Pero el fundamento del trabajo tiene algo de misterioso; y como todo lo misterioso, tiene algo de metafísico: el trabajo eleva al hombre a la condición de cocreador de un mundo que le ha sido dado. El verdadero trabajo tiene poco que ver con el yugo, no es una cadena que ata y totaliza, «sino una dignidad» que lo vincula a la creación que habita. Hoy, empero, esa dignidad está enterrada en deadlines, urgencias, jornadas interminables, desordenadas dedicaciones al trabajo… como si en toda esta amalgama de hiperproducción la felicidad nos fuera a salir al encuentro en una hoja de Excel.
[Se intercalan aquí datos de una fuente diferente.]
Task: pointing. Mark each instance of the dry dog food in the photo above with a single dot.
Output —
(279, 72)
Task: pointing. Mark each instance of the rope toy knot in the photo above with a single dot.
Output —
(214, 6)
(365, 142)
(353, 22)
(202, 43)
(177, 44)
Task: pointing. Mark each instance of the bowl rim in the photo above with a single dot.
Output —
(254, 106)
En contraposición, son las realidades no lucrativas, las inútiles en términos productivos, las que dan sentido a nuestra existencia. Las que merecen que uno pierda el tiempo por ellas, por las que vale la pena vivir. Ninguna de ellas entiende de prisas o desasosiegos. Deambulado en el pensamiento de Benedicto XVI, en un mundo donde todo se monetiza y que antepone lo productivo, la gratuidad pasa desapercibida. La cultura, el descanso, la meditación o cualquier otra actividad gratuita suponen bajo este prisma una «ofensa al rendimiento y la eficacia».
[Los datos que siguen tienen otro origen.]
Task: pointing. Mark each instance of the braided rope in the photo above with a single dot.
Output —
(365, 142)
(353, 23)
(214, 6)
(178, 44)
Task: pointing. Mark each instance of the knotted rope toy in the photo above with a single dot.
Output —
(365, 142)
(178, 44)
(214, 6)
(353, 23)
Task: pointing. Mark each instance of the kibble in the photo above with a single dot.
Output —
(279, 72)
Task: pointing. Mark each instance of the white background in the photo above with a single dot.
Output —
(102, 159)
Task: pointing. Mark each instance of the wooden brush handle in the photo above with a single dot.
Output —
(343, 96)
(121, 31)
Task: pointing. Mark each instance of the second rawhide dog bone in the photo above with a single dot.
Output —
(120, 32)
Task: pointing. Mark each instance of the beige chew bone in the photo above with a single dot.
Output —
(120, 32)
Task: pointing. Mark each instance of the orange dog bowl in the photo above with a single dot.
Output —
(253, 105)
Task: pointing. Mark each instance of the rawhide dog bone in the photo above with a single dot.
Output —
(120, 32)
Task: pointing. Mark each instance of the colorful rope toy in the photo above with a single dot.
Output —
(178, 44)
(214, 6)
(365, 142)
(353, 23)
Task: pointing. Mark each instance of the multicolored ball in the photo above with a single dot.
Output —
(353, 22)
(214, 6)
El autor hace una apología del descanso, no de la pereza: mientras la pereza conduce a no hacer lo que uno debe cuando debe, el descanso se nos plantea como una exigencia vital. Tampoco puede el descanso confundirse con la inacción. Descansar supone un término, poner fin a una actividad previa, pero no es un no hacer nada. El descanso tiene distintas tonalidades, «se difracta en diferentes colores». La unidad entre cuerpo y alma es una premisa a la hora de observar estos tonos. Si soy uno trabajando, también lo soy cuando descanso.
El sueño ocupa el lugar preminente entre las categorías del descanso, por ser «el más necesario», pero no es el único. Si el cansancio físico se ve paliado por el reposo del cuerpo, en palabras de Santo Tomás, «el descanso del alma es el deleite». El cine, la literatura o el deporte se postulan como modelos urgentes de descanso. Este homo ludens, como lo denomina Goitinga, también encuentra el descanso en aquello que le trasciende y está, o le conduce, más allá de sí mismo: un café en compañía de alguien querido, una tarde de juegos de mesa, la sobremesa que sigue a una comida familiar, poner la propia fatiga en manos del amigo alrededor de una cerveza… Descansar, a fin de cuentas, «para ser más yo mismo. Para servir mejor a mis hermanos».